Use the DataFrame() function to create a teradataml DataFrame from the input data.
Optional Parameters
- data
- Specifies the input data to create a teradataml DataFrame.
- If a dictionary is provided, it must follow the below requirements:
- Keys must be strings (column names).
- Values must be lists of equal length (column data).
- Nested dictionaries are not supported.
- If the first row of an array column contains an empty list, the column type defaults to ARRAY_VARCHAR with scope 100.
- If a dictionary is provided, it must follow the below requirements:
- index
- If "data" is a string, then the argument specifies whether to use the index column for sorting or not.
If "data" is a pandas DataFrame, then this argument specifies whether to save Pandas DataFrame index as a column or not.
- index_label
- If "data" is a string, then the argument specifies column(s) used for sorting.
If "data" is a pandas DataFrame, then the default behavior is applied.
- If the index label is not specified for a table name, the primary index of the base table is used as the index label.
- If the index label is not specified for a view name, the index label is set to None.
- Refer to the "index_label" parameter of copy_to_sql() for details on the default behavior.
- query
- Specifies the SQL query for this DataFrame.
Used by class method from_query.
- materialize
- Specifies whether to materialize DataFrame or not when created.
Used by class method from_query.
Use materialization when the query passed to from_query(), is expected to produce non-deterministic results, when it is executed multiple times. Using this option will help user to have deterministic results in the resulting teradataml DataFrame.

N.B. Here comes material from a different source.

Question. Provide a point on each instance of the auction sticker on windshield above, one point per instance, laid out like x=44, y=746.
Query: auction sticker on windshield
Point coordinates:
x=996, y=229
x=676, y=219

Default value: False (No materialization)
- kwargs
- table_name
- Specifies the table name or view name in Vantage referenced by this DataFrame.If "data" and "table_name" are both specified, then the "table_name" argument is ignored.
- primary_index
- Specifies which columns to use as primary index for the teradataml DataFrame.If "data" and "table_name" are both specified, then the "table_name" argument is ignored.
- types
- Specifies required data types for requested columns to be saved in Vantage.
- This argument is not applicable when "data" argument is of type str or in_schema.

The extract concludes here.